The court could have stopped there, but it went on to address the interpretation of “current market rentals for comparable locations and premises.”

“Current market rentals for comparable locations and premises”

The court concluded that “current market rentals for comparable locations and premises” has a different meaning than “market rents.” The explanation is found at paragraphs 27 and 28 of Span West:

27   ”Market rent” has a prospective element to the extent it considers the rental rate a premises would attract if offered to the market at large on the day the tenant exercised its renewal right. It also takes into account rents payable under existing leases of similar premises. In contrast, the approach employed in s. 25.04 only considers current rents payable for comparable locations and premises and fixes the rent for the renewal term with reference thereto. The results achieved by these two approaches may be substantially different, as illustrated by the following example:

Assume the existing rental rate for the leased premises is $5.00 per square foot on the date a lease comes up for renewal and the existing rental rate for comparable locations and premises then is $6.00 per square foot. If a very active real estate market exists on the renewal date, or equivalent rental space is in short supply, the subject leased premises would command a rental rate much higher than $6.00 per square foot. Conversely, if the real estate market is materially depressed on the renewal date the market rent for the premise may be much less than $5.00 per square foot.

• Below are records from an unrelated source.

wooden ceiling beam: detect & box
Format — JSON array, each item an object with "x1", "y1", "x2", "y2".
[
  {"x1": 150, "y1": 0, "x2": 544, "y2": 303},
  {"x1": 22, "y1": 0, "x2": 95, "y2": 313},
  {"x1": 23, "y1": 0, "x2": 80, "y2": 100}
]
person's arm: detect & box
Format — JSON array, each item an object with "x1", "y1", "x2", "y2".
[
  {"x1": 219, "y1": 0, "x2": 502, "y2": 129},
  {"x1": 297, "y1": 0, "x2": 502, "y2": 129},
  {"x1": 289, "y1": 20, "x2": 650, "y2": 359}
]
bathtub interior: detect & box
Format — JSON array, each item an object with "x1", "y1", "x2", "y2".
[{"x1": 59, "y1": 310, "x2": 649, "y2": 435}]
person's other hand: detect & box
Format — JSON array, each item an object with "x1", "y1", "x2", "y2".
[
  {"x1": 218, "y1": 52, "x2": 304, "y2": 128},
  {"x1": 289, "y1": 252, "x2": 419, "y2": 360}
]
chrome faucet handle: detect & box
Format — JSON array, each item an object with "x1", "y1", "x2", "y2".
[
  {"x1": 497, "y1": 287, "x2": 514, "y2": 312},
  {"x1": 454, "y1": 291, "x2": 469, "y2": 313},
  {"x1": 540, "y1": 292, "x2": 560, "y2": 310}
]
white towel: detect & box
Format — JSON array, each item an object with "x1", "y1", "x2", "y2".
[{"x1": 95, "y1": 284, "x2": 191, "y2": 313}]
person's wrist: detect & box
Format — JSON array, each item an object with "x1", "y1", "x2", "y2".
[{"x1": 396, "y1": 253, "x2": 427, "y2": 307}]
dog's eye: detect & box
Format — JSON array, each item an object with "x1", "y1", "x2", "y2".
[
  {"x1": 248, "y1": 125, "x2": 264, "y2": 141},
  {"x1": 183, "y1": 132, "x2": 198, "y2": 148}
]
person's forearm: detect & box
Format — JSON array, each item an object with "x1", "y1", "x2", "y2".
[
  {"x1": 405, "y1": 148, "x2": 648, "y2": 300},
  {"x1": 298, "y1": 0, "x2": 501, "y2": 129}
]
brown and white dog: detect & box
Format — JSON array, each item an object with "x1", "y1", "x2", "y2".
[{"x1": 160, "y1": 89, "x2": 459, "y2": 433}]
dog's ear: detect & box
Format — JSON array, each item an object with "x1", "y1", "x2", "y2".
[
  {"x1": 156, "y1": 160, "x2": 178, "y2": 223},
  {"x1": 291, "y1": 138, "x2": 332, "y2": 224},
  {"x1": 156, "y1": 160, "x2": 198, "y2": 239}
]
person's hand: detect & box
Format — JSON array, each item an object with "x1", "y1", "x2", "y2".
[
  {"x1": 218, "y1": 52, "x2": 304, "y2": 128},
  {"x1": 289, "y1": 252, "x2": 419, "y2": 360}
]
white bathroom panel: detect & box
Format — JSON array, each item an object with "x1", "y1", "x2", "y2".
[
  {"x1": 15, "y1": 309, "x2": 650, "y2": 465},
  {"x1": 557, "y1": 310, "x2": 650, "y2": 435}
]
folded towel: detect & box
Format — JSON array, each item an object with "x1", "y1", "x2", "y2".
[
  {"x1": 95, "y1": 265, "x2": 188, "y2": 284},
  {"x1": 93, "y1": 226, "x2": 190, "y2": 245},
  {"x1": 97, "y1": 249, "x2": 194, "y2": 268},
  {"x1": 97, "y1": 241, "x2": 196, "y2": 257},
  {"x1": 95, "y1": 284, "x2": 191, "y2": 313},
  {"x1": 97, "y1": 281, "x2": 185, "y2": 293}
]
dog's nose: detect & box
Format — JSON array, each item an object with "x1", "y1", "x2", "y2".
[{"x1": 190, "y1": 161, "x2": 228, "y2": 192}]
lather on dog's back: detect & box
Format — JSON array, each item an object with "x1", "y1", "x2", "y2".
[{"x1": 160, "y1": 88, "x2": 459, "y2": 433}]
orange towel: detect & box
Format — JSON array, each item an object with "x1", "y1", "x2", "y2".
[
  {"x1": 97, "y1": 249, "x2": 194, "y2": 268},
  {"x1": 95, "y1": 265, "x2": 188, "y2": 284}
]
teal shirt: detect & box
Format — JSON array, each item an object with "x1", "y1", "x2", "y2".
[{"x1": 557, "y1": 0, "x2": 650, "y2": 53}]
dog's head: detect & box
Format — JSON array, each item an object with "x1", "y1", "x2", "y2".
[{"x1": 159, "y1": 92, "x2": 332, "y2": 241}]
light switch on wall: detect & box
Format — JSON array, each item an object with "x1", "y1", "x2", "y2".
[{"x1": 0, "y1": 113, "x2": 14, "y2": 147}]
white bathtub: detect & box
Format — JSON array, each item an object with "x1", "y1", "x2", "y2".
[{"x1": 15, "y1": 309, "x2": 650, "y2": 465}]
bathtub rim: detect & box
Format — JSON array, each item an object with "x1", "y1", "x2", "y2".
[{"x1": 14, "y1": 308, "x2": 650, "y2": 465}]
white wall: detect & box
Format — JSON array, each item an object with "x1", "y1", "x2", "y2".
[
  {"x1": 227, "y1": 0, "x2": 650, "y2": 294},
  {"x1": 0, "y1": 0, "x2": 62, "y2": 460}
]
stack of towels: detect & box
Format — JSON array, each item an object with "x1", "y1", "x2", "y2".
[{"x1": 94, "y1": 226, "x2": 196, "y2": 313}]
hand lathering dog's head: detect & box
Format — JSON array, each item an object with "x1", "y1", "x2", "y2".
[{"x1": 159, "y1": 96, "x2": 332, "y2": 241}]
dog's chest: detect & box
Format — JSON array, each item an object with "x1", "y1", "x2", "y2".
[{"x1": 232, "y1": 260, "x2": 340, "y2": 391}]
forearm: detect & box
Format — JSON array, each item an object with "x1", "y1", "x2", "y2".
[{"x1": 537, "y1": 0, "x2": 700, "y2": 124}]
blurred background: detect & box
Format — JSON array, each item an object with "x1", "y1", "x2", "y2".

The approach prescribed by the Lease would produce a renewal rental rate in the neighbourhood of $6.00 per square foot in either scenario.

28      The self-evident purpose of the criteria employed by the Lease is to cushion the parties from the vagaries of rapidly fluctuating real estate markets. I am satisfied that the board understood and properly interpreted the subject provision and therefore dismissed the landlord’s appeal to the extent it is based on the second issue.

Closing

The conclusion of the court in Span West that the right of appeal had been abrogated by the terms of the lease has had a subsequent mixed reaction with at least one court refusing to adopt the reasoning of the Saskatchewan Queen’s Bench.[iii]

There appears to have been no judicial consideration of the conclusion in West Span regarding the prospective nature of “market rent” and the implications of “current” and “prevailing” as the basis for determining rent for a renewal period. It is impossible to say the extent to which the case has influenced arbitration awards in rent review proceedings. However, the case does offer the possibility that an arbitration panel could agree that use of words like “current” and “prevailing” convey an intention to set rents based on what is existing at the time of the review rather than what would be negotiated as at the renewal date.

End notes

[1] Rent Review:  Does the Existing Lease Matter? (Canadian Property Valuation, 2018 – Volume 62 – Book 3); Rent Review Clauses: Market-Based or Not? (Canadian Property Valuation, 2017 – Volume 61 – Book 4)

ii 2003 SKQB 306,

iii Fern Trust (Trustee of) v. Trevail Mining (New Brunswick) Ltd., 2019 ONSC 4225 (Ont. S.C.J.) at para. 19-21

This article is provided for the purposes of generating discussion and to make practitioners aware of certain challenges presented in the law.  It is not to be taken as legal advice.  Any questions relating to the matters discussed herein should be put to qualified legal and appraisal practitioners.